It may not always snow in Virginia, but when the temperature drops below 30 degrees, water may freeze and cause hazardous conditions. If an individual sustains an injury because of icy conditions, the owner of the premises owes a duty of care to take steps to prevent an accident.
In addition to hazardous slip-and-fall conditions, ice may form around doors, for example, and prevent them from opening. An employee stuck inside of a company truck or a customer left outside a store may attempt to force a frozen door open. As described by the Mayo Clinic, the muscular impact from pushing and pulling may result in a serious shoulder injury.
Keeping the premises free from a dangerous condition
It generally does not matter if an employee or a customer noticed an icy hazard and tried to avoid an injury. The owner of the premises owes a duty to keep the establishment free from dangerous conditions. If repairing a hazard may not occur immediately, a visible sign must warn others of the risk of injury.

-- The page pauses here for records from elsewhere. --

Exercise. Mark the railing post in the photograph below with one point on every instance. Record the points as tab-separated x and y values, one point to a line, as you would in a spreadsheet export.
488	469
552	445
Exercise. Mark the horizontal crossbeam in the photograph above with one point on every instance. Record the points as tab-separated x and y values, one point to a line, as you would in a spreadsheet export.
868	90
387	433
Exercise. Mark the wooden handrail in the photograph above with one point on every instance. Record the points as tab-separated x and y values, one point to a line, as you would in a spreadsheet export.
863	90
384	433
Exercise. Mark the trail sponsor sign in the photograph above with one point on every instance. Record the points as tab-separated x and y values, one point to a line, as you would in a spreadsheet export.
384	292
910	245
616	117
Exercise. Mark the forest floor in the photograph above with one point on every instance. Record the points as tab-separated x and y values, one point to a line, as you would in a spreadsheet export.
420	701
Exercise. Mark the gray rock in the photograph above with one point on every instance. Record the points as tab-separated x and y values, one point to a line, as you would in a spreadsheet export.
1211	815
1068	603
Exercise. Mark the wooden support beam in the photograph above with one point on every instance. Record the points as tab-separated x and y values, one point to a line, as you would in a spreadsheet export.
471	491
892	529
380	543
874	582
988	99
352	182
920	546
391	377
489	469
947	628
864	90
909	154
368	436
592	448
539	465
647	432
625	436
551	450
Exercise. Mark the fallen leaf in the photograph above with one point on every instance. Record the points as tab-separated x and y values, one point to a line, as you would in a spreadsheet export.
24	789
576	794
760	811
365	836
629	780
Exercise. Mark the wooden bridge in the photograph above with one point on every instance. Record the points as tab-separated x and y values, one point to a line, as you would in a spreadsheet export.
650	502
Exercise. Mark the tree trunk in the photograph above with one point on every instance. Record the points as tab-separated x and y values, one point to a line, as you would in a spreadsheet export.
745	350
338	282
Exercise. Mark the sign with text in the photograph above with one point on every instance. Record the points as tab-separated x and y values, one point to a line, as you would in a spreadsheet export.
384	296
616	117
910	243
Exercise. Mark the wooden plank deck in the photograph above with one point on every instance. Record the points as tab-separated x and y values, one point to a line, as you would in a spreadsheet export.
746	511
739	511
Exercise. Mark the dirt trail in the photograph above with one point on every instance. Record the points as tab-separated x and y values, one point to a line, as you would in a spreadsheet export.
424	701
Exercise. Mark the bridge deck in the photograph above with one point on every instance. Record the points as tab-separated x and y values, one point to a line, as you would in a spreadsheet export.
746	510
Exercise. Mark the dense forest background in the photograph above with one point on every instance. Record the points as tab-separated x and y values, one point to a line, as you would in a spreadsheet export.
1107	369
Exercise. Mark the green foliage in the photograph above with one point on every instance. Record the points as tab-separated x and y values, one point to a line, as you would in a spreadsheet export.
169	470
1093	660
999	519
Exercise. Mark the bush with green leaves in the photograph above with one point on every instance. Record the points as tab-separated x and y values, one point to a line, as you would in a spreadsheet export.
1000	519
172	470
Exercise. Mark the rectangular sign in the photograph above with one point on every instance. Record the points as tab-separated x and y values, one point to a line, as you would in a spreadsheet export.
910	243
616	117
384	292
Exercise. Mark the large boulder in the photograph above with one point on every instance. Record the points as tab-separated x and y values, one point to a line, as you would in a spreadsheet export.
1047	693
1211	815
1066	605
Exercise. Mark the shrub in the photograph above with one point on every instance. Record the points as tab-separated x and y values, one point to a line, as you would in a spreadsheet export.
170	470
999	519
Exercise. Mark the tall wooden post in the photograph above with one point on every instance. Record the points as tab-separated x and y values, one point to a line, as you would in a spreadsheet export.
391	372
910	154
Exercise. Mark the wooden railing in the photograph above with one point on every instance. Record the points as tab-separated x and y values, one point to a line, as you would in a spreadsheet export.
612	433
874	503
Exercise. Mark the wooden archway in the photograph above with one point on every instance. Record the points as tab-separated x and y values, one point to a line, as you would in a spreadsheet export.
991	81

As noted by ConsumerNotice.org, remedies to help prevent a slip or a fall may include salting the ground. When a manager or an employee sees a water buildup or ice forming, he or she owes a duty to fix it. If this is not an immediate possibility, there exists a duty to deter individuals from walking in that area.
Seeking compensation may require a legal action
An individual injured on the premises of an establishment with a dangerous condition has a right to seek damages through legal action. Severe injuries may require hospitalization or taking time off from work for treatment. An award of financial damages, such as for lost wages, may help in recovering from an injury caused by a preventable hazard.